Our performance in 2015 demonstrated the fundamental strength of HSBC. Targeted investment, prudent lending and our diversified, universal banking business model helped us achieve revenue growth in difficult conditions, while also reducing risk-weighted assets.
We started to implement the actions that we announced at our Investor Update in June to adapt HSBC to a changed external environment. Completing these plans will refocus the business for stronger, sustainable growth.
On an adjusted basis, we grew revenue over the course of the year. Global Banking and Markets performed strongly. Commercial Banking grew steadily in spite of slower trade. Principal Retail Banking and Wealth Management increased revenue following an excellent Wealth Management performance in the first half. Global Private Banking grew in Asia, but was down overall due to the impact of the continued repositioning of the business.
HSBC is better balanced, better connected and better placed to capitalise on higher-return businesses than it was 12 months ago
We continued to strengthen our compliance procedures and invest for growth, which contributed to higher adjusted operating expenses. Strict cost management had a positive impact in the second half of the year, however. HSBC is now a leaner business than it was in the middle of 2015 and we expect further progress on costs in 2016.
Loan impairment charges remained generally low despite an increase in provisions towards the end of the year. In total, we generated USD11.3 billion of capital in 2015, enabling us to increase the dividend and strengthen our common equity tier 1 ratio.
There is a lot to do to achieve the targets we set out at our Investor Update, but we have made a good start. Reducing risk-weighted assets (‘RWAs’) is vital to achieving a better return for shareholders. In 2015, we took action to reduce RWAs by USD124 billion, nearly half-way towards our target for the end of 2017.
We continued to redevelop our businesses in the US and Mexico. An increase in cross-border business in the North American Free Trade Agreement area helped to generate increased revenue, though we have further work to do to turn these important businesses around.
We are also investing in areas of the business that benefit the most from our unique international network and market-leading strength in Asia. This has helped us to increase market share in Payments and Cash Management, Foreign Exchange and Securities Services and achieve growth in excess of GDP in seven of our eight priority markets in Asia.

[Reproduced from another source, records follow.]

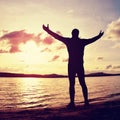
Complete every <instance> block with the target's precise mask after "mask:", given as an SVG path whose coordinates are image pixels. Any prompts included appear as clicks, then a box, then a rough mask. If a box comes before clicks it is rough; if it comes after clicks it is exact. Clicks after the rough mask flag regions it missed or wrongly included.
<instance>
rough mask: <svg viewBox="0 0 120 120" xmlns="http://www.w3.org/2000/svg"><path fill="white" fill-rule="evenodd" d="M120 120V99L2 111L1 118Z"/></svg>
mask: <svg viewBox="0 0 120 120" xmlns="http://www.w3.org/2000/svg"><path fill="white" fill-rule="evenodd" d="M67 119H68V120H120V99H117V100H112V101H106V102H98V103H91V104H90V106H88V107H84V105H77V106H76V108H75V109H67V108H66V106H61V107H55V108H44V109H28V110H25V109H23V110H19V111H0V120H67Z"/></svg>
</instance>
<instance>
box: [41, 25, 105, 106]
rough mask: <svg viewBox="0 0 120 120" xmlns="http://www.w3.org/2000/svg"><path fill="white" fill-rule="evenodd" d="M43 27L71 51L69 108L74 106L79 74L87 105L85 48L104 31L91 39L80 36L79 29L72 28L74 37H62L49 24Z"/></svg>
mask: <svg viewBox="0 0 120 120" xmlns="http://www.w3.org/2000/svg"><path fill="white" fill-rule="evenodd" d="M43 29H44V30H45V31H46V32H47V33H49V34H50V35H51V36H53V37H54V38H56V39H58V40H60V41H62V42H63V43H64V44H65V45H66V46H67V50H68V53H69V60H68V76H69V94H70V103H69V104H68V106H67V107H68V108H74V107H75V103H74V96H75V87H74V86H75V76H76V74H77V76H78V78H79V83H80V85H81V87H82V92H83V97H84V103H85V105H86V106H88V105H89V101H88V90H87V86H86V83H85V78H84V66H83V56H84V48H85V46H86V45H88V44H90V43H92V42H94V41H96V40H98V39H99V38H101V36H102V35H103V34H104V32H102V31H100V33H99V34H98V35H97V36H95V37H93V38H90V39H81V38H79V37H78V36H79V30H78V29H73V30H72V37H71V38H67V37H62V36H60V35H58V34H56V33H55V32H53V31H51V30H50V29H49V25H48V26H47V27H46V26H45V25H43Z"/></svg>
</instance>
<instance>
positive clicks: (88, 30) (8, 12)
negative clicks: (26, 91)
mask: <svg viewBox="0 0 120 120" xmlns="http://www.w3.org/2000/svg"><path fill="white" fill-rule="evenodd" d="M119 5H120V0H0V72H17V73H36V74H50V73H57V74H67V59H68V54H67V50H66V47H65V45H64V44H63V43H61V42H59V41H57V40H55V39H54V38H52V37H51V36H50V35H48V34H47V33H46V32H45V31H44V30H43V29H42V25H43V24H45V25H47V24H49V25H50V29H51V30H53V31H54V32H59V33H60V34H61V35H63V36H66V37H71V31H72V29H74V28H78V29H79V30H80V36H79V37H81V38H91V37H94V36H96V35H98V34H99V31H100V30H103V31H104V32H105V34H104V36H103V37H102V38H101V39H99V40H98V41H96V42H95V43H93V44H91V45H88V46H86V49H85V55H84V66H85V71H86V73H88V72H110V73H113V72H114V73H120V6H119Z"/></svg>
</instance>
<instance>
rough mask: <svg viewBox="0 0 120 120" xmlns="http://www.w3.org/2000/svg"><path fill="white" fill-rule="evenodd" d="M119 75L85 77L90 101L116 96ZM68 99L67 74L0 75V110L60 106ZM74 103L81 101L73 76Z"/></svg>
mask: <svg viewBox="0 0 120 120" xmlns="http://www.w3.org/2000/svg"><path fill="white" fill-rule="evenodd" d="M119 79H120V77H119V76H116V77H91V78H89V77H87V78H86V83H87V86H88V90H89V99H90V101H91V102H96V101H100V100H102V99H104V100H106V99H113V98H115V97H117V98H118V97H119V98H120V94H119V93H120V80H119ZM68 102H69V94H68V79H67V78H52V79H51V78H0V110H14V109H24V108H27V109H28V108H31V109H32V108H46V107H55V106H61V105H62V106H64V105H66V104H67V103H68ZM75 102H76V104H80V102H83V96H82V91H81V87H79V83H78V80H77V79H76V97H75Z"/></svg>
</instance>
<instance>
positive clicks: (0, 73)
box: [0, 72, 120, 78]
mask: <svg viewBox="0 0 120 120" xmlns="http://www.w3.org/2000/svg"><path fill="white" fill-rule="evenodd" d="M104 76H120V73H119V74H109V73H103V72H97V73H90V74H86V75H85V77H104ZM0 77H34V78H66V77H68V76H67V75H59V74H45V75H41V74H23V73H8V72H0Z"/></svg>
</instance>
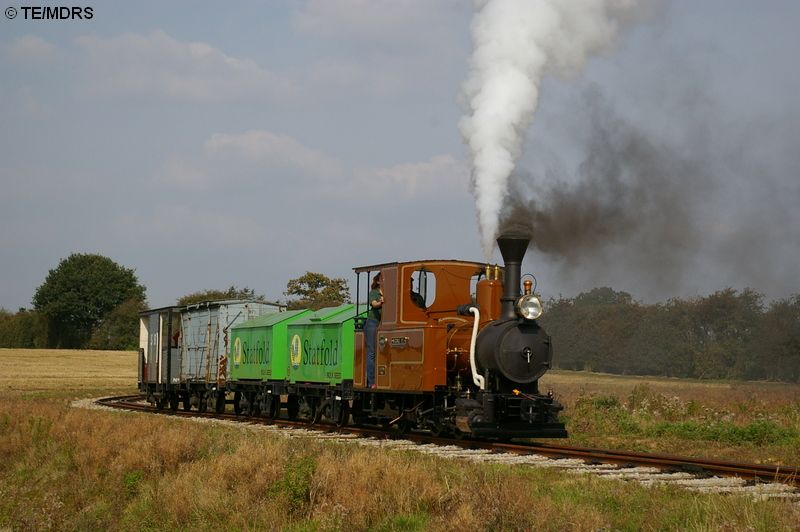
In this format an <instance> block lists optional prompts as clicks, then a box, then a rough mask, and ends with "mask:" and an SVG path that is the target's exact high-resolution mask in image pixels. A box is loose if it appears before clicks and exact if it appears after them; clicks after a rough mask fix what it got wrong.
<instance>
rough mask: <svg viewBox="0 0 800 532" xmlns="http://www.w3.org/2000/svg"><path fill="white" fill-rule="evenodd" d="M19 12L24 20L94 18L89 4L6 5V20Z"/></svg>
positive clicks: (86, 18)
mask: <svg viewBox="0 0 800 532" xmlns="http://www.w3.org/2000/svg"><path fill="white" fill-rule="evenodd" d="M20 12H21V13H20ZM20 14H21V15H22V18H24V19H25V20H91V19H92V18H94V8H93V7H89V6H85V7H78V6H19V9H17V8H16V7H7V8H6V10H5V15H6V18H7V19H8V20H13V19H15V18H17V15H20Z"/></svg>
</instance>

In addition, we continued to expand our business in China’s Pearl River Delta and signed an agreement to form the first majority foreign-owned securities company in mainland China. We remain the world’s number one bank for offshore renminbi services.
HSBC is better balanced, better connected and better placed to capitalise on higher-return businesses than it was 12 months ago. We are generating higher income from collaboration between businesses and our operating expenses and capital ratio are trending in the right direction.
The current economic environment is uncertain, but our diversified business model, low earnings volatility and strong capital generation give us strength and resilience that will stand us in good stead.